ANCHORAGE (KTUU) — Sherry Whah is surrounded by boxes and files. As she crunches the numbers on tax files, a co-worker heats up soup about seven feet away.

"Pretty cramped," Whah, a tax preparer, joked.

Her usual office in this midtown duplex is downstairs, but major water damage caused by flooding in her office building after the earthquake rendered her workspace uninhabitable.

Files full of tax papers and receipts were destroyed.
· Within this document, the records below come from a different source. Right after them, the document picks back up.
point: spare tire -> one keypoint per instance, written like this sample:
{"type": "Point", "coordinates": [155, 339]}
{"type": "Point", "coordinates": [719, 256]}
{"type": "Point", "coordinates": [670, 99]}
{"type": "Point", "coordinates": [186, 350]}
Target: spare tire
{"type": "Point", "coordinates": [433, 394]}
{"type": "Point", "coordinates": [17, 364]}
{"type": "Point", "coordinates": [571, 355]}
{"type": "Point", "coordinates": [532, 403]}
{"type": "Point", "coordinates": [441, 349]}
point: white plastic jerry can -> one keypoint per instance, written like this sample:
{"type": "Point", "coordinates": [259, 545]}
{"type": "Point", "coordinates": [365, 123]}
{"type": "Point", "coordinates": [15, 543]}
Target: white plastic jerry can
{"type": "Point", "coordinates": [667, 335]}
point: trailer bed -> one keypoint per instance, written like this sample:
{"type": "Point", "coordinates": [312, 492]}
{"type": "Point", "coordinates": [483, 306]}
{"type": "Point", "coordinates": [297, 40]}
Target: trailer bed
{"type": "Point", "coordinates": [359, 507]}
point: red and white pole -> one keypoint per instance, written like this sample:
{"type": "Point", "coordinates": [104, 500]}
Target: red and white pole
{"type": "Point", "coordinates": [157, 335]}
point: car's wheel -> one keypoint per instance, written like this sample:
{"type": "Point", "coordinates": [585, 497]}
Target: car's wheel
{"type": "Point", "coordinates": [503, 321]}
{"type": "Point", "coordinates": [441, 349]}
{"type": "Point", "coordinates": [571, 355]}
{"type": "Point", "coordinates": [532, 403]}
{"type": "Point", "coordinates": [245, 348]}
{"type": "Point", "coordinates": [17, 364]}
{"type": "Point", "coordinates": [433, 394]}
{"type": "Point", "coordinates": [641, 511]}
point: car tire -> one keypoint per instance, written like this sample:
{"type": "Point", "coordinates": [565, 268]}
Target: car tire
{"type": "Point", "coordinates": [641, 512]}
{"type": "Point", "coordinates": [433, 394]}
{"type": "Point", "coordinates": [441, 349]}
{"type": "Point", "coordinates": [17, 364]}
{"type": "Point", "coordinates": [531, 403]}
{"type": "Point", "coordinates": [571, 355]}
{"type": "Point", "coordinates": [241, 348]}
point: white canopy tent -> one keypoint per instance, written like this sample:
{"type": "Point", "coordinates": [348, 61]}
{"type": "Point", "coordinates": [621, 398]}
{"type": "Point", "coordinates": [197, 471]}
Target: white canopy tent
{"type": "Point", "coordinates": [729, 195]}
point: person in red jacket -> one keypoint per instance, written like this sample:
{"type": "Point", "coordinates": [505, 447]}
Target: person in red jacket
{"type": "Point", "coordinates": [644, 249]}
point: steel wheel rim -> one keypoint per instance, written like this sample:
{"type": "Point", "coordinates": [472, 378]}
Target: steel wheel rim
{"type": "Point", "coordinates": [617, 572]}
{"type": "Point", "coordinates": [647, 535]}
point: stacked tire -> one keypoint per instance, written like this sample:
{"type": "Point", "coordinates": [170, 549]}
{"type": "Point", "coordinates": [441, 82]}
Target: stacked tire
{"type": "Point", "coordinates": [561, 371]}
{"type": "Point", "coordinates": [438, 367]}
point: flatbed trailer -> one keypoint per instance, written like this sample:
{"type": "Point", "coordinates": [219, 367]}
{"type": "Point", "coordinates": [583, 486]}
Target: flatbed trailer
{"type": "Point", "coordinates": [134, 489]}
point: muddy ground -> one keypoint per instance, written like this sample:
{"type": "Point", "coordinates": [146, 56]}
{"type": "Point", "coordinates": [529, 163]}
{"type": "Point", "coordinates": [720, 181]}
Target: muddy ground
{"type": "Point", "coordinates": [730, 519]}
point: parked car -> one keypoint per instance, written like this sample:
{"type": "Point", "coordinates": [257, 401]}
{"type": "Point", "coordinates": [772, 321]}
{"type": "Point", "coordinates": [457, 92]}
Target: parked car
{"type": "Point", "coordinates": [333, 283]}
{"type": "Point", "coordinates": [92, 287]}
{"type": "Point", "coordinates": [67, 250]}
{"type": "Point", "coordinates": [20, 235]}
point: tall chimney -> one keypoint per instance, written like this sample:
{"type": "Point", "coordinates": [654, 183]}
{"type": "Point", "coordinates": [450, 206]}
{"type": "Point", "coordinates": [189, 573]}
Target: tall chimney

Signs warning of asbestos cover two rooms.

"The water was standing high, the smell and the mess and the wet, it was just horrendous," Whah said.

Whah says she's kept all her receipts and she's taken pictures of the damage, but reporting itemized deductions under a rule called 'casualty loss' can only happen if the governor's disaster declaration is accepted.

"It allows us to take that loss, without it being a federally declared disaster area — you cannot write off personally that casualty lose," Whah said. "It's gone. So what do you do with that loss? I mean, talk to these poor people in Eagle River who's homes have been declared inhabitable. What are they going to do?"

Initial damage assessments and costs for things like temporary housing have reached around $100 million according to figures provided by the state.

The state says the governor submitted the declaration on Dec. 3rd and has not heard back from FEMA yet.